Question: EXPECTED INFLATION FOR THE NEXT 5 YEARS WILL AVERAGE 5% PER YEAR. YOU HAVE $100,000 TO MAKE A LONG-TERM PASSIVE INVESTMENT (THAT WILL GENERATE RENTAL/PASSIVE

EXPECTED INFLATION FOR THE NEXT 5 YEARS WILL AVERAGE 5% PER YEAR. YOU HAVE $100,000 TO MAKE A LONG-TERM PASSIVE INVESTMENT (THAT WILL GENERATE RENTAL/PASSIVE INCOME).

YOU ARE CONSIDERING THE FOLLOWING OPTIONS: 1) BONDS, NOMINAL VALUE $100,000, COUPON INCOME 6% PER YEAR (NO COMPOUND INTEREST) 2) BANK DEPOSIT, RATE 5%, (WITH COMPOUND INTEREST) 3) CORPORATE PREFERRED SHARES. EXPECTED DIVIDENDS ARE 1.5% PER YEAR OF THE MARKET PRICE, WITHOUT REINVESTMENT. STOCKS ARE EXPECTED TO RISE IN VALUE FASTER THAN INFLATION; THEIR NOMINAL GROWTH WILL AVERAGE +7% PER YEAR 4) REAL ESTATE FOR RENT. RENTAL INCOME AFTER TAXES WILL BE 3.5% OF REAL ESTATE MARKET VALUE PER ANNUM, WITHOUT REINVESTMENT. THE MARKET PRICE OF REAL ESTATE ITSELF WILL GROW AT THE LEVEL OF INFLATION.
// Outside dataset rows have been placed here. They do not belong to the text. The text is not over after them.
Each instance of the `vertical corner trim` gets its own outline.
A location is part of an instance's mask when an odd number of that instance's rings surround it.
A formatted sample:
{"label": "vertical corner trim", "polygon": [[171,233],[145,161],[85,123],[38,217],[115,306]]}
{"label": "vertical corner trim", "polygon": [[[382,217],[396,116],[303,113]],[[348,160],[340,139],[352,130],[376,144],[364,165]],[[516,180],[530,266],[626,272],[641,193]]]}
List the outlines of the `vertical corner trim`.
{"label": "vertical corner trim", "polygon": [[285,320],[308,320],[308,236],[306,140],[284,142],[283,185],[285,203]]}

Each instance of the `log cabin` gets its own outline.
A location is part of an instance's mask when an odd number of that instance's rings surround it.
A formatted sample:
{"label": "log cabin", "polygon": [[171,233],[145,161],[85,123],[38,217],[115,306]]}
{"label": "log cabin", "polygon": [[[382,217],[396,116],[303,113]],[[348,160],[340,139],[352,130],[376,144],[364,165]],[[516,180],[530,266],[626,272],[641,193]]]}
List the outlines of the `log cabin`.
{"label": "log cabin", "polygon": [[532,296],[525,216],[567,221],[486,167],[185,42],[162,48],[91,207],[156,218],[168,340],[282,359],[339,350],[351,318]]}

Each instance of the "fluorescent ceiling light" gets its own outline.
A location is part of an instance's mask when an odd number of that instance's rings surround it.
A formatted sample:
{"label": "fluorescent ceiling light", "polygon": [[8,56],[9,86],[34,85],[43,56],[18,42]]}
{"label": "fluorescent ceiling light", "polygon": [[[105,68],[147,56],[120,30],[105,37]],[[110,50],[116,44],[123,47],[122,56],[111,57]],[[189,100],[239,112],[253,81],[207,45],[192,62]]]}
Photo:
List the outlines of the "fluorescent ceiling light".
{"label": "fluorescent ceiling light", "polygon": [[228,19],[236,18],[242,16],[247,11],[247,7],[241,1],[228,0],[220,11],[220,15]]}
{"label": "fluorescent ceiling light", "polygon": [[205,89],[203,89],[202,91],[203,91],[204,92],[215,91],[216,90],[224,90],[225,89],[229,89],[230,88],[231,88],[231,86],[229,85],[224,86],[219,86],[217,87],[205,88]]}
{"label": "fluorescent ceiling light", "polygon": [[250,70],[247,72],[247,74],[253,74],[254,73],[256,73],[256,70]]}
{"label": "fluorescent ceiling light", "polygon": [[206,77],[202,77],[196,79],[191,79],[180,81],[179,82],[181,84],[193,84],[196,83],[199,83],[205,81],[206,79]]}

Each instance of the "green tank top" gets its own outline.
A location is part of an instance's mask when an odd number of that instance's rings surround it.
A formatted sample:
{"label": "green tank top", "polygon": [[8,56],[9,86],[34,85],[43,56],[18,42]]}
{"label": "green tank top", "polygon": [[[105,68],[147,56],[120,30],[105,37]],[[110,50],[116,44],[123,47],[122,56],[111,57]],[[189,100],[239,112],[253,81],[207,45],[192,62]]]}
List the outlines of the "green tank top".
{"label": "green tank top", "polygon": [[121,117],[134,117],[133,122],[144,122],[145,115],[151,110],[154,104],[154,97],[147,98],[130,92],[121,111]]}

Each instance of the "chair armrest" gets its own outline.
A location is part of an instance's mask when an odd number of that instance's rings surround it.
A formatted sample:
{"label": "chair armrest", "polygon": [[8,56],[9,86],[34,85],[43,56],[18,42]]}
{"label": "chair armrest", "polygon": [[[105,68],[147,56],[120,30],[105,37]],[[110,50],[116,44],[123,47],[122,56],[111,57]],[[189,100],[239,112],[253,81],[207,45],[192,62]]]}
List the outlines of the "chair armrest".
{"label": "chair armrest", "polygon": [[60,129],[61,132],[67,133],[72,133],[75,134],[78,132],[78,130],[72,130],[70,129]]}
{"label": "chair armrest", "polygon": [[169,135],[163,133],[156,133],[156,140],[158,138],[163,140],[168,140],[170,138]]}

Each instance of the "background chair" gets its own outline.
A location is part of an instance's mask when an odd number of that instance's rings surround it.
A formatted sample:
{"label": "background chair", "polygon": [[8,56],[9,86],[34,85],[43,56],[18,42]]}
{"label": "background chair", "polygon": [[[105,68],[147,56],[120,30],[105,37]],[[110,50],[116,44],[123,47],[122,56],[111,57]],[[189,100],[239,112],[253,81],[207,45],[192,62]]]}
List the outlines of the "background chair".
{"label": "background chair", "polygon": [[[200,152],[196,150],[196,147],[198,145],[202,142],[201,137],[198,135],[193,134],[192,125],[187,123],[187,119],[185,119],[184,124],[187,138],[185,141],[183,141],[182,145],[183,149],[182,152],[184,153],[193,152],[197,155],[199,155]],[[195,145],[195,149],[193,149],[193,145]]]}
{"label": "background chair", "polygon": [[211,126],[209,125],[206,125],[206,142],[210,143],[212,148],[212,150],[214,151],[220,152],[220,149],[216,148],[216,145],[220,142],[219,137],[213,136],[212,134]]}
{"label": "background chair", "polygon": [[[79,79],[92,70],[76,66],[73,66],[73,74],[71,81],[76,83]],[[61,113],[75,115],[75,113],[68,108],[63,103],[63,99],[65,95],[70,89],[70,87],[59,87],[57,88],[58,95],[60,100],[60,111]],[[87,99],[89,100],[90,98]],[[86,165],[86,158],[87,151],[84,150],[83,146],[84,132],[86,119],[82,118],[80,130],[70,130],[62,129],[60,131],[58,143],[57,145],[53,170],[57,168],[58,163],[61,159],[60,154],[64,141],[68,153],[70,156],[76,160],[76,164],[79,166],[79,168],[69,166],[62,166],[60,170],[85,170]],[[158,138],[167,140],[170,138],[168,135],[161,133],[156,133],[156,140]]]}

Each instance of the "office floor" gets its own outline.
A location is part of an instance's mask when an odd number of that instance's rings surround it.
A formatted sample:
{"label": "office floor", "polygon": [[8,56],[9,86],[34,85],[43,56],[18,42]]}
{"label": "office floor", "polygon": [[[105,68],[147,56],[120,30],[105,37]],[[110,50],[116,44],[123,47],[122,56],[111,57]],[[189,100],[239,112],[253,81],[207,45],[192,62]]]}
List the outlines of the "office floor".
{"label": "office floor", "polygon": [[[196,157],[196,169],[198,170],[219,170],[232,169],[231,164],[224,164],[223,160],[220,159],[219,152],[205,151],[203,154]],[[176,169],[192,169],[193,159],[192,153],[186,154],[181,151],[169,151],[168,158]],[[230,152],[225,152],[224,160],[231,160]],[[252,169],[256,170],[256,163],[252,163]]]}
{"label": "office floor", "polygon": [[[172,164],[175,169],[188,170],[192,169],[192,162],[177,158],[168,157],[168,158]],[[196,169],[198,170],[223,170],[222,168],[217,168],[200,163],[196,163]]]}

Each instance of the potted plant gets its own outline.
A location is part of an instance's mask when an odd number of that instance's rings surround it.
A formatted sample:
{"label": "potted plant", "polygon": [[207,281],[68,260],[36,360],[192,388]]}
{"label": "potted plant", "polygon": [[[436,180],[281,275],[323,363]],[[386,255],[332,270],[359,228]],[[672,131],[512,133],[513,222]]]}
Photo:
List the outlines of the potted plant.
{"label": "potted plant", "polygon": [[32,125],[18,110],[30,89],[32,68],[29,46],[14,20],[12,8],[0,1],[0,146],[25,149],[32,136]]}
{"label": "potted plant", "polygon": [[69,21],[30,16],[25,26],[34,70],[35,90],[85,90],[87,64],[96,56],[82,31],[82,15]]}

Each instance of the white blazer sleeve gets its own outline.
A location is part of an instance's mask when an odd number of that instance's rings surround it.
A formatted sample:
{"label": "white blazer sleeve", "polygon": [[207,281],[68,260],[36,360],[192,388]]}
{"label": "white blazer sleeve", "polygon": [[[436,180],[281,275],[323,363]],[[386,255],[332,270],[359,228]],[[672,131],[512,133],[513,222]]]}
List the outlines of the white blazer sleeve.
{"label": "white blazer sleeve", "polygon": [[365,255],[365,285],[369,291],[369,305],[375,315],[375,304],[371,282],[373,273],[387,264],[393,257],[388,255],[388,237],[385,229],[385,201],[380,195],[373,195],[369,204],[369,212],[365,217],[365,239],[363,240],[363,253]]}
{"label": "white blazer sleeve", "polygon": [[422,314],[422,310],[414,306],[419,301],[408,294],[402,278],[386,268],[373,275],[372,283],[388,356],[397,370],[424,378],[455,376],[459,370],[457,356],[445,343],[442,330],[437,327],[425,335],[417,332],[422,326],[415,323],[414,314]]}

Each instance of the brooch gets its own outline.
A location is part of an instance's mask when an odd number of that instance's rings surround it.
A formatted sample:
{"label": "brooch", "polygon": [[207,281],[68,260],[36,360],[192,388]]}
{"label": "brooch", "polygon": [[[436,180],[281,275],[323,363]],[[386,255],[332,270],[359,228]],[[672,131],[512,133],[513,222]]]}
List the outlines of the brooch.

IT IS ASSUMED THAT ALL THESE INVESTMENT OPTIONS HAVE LOW RISKS. PLEASE CALCULATE: A) THE TOTAL ACCUMULATED INFLATION OVER 5 YEARS; B) ACCUMULATED FUTURE VALUE FOR EACH INSTRUMENT, NOMINAL, IN FIVE YEARS; C) PRESENT REAL VALUE FOR EACH INSTRUMENT, ADJUSTED TO INFLATION (ACCUMULATED FV/ INFLATION); D) WHICH INVESTMENT INSTRUMENT GIVES THE BEST REAL RETURN OVER 5 YEARS? E) FOR EACH INVESTMENT CALCULATE EFFECTIVE RATE, ADJUSTED TO INFLATION, TO MAKE IT COMPARABLE WITH COMPOUNDED INTEREST RATE OF A BANK DEPOSIT (USE GEOMEAN OF REAL ROI) F) IF YOU USE 100% LEVERAGE (LOAN) FOR INVESTMENT, THAT IS, IN THE AMOUNT OF 100,000, WHICH MUST BE RETURNED AFTER 5 YEARS, AND INTEREST ON IT IS PAID SIMPLE, 5% PER YEAR, WHICH OF THE INVESTMENT INSTRUMENTS REMAINS PROFITABLE FOR YOU?